A alimentação inadequada pode ter origem na falta de acesso a alimento por parte dos pais, pontua a especialista, mas há outros fatores capazes de explicar os registros no país: falta de informação sobre a amamentação e inexperiência por parte de mães mais novas, principalmente adolescentes.
— Temos de incentivar a amamentação e as mães que estão amamentando precisam estar bem nutridas. Viemos de uma pandemia em que muitas pessoas perderam emprego, e isso pode ser um dos fatores. É importante ressaltarmos que medidas governamentais e socioeducativas são importantes para chamar atenção para o problema. É um assunto que não era falado há anos — comenta.
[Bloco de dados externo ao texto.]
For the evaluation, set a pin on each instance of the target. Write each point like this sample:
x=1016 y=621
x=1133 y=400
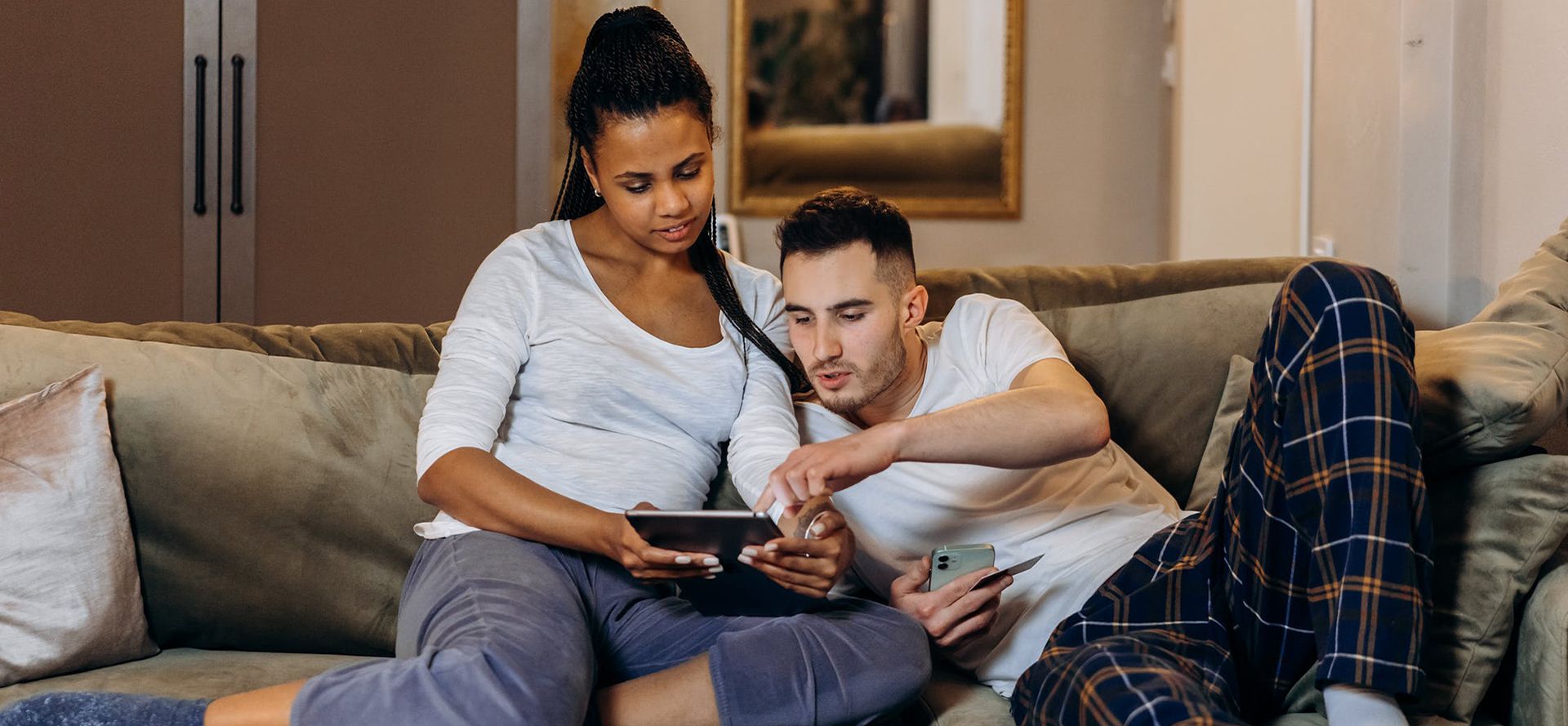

A orientação do Ministério da Saúde é que a amamentação seja exclusiva até os seis meses de vida da criança e continuada até os dois anos de idade ou mais, a depender de cada caso. O desmame precoce é apontado como um dos fatores que pode causar desnutrição em crianças, em especial nos primeiros meses de vida.
— O leite materno tem os nutrientes que a criança precisa, e também fornece o aconchego, vínculo, estímulo. Até o sexto mês, o bebê não precisa de mais nada, nem água, chá ou outro tipo de leite — afirma Vera Lucia Bosa, professora do curso de Nutrição da Universidade Federal do Rio Grande do Sul (UFRGS) e chefe do serviço de nutrição do Hospital de Clínicas de Porto Alegre (HCPA).
A nutricionista diz que, além da alimentação materna, outros fatores devem ser considerados para reduzir os casos de desnutrição em crianças no país:
— É importante dar condições para a mulher amamentar até o sexto mês e que ela tenha onde deixar a criança com segurança, em uma pré-escola. Destaco também o estímulo e a promoção do aleitamento materno por parte da comunidade e das unidades de saúde.
O tratamento para desnutrição infantil deve ser orientado por profissionais, como pediatras e nutricionistas, conforme a necessidade do pacientes.